The initial triangle broken down:

v₀ = sq.rt. (v_ox² + v_oy²) = 5(v_m)

And since the velocity at max height, is ONLY the x component, and hence the same as the initial x component, (v_m = v_mx = v_ox), then you should be able to substitute v_ox for v_m, leaving you with:

v₀ = sq.rt. (v_ox² + v_oy²) = 5(v_ox)
v_ox² + v_oy² = 5²(v_ox)²
v_oy² = 24v_ox²
(Which is what I posted in my first post...)

I'm not sure where the angle comes in, which formula that has theta in it to use...

The velocity in the x-direction remains the same the entire trip. And we know what that is. You basically stated it was 1/5 of its original speed Vo. Look at my diagram. And realize you know what cosine theta is from the diagram. Solve for theta. We made it way too difficult.
You don't need to use the pythagoream theorem. Cosine theta = adjacent side/ hypot.
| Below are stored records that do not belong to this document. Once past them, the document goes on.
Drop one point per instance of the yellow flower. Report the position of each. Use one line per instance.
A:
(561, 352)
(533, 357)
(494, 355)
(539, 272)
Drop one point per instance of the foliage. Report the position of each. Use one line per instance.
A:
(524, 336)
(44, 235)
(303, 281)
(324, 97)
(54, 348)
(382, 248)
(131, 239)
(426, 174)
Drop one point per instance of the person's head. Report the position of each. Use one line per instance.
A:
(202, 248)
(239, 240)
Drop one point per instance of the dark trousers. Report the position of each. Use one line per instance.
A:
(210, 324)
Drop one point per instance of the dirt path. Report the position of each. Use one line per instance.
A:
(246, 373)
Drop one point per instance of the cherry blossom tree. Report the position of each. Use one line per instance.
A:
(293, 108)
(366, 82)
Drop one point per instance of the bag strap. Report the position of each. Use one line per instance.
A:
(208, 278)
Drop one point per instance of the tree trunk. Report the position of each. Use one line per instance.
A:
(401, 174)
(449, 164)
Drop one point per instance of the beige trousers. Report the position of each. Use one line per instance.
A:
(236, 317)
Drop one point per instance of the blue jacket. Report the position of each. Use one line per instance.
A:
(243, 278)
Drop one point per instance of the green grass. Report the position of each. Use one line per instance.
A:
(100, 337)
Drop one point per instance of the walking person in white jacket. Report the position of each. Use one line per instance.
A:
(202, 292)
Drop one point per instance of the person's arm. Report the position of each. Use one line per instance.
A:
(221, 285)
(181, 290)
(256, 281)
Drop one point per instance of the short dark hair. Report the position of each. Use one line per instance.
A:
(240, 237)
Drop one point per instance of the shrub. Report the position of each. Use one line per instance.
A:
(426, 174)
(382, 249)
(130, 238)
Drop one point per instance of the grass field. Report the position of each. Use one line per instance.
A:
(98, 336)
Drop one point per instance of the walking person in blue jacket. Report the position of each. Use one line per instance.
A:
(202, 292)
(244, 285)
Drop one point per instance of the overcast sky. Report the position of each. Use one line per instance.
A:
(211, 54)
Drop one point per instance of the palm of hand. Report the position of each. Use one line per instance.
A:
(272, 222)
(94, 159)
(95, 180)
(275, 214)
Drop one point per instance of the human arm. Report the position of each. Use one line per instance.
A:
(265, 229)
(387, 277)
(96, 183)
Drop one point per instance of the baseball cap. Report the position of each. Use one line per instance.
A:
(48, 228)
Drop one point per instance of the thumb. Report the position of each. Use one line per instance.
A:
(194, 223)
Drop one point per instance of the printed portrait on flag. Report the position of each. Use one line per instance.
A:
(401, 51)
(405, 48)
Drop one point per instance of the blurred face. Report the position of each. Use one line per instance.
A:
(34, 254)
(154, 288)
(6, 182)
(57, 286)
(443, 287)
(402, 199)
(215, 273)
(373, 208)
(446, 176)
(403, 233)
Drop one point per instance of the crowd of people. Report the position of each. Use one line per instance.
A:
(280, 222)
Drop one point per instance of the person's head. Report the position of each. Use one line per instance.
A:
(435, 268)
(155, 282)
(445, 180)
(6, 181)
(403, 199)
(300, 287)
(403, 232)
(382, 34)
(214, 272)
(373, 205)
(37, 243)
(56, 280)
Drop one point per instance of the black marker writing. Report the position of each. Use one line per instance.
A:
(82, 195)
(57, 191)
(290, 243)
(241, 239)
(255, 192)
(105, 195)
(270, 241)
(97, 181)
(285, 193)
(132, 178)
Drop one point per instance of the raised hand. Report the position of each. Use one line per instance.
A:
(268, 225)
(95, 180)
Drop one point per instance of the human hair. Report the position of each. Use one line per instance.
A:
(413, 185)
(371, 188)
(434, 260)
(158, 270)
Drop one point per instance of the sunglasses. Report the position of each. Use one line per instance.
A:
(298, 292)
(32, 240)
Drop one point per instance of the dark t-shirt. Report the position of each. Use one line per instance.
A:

Unless I misunderstood the problem this is very straight forward. If you need further help post.

 

[Beamsbox]

Haha, crap.

That's totally what I needed. Thanks for all your help!

 

[pgardn]

Haha, crap.

That's totally what I needed. Thanks for all your help!

Its sort of embarassing now that one looks back on it.

 

[Beamsbox]

ha ya, I know...

I kept looking at the v_y as v_oy, so I guess I just wasn't making the association... can't say I won't do that again... Cheers!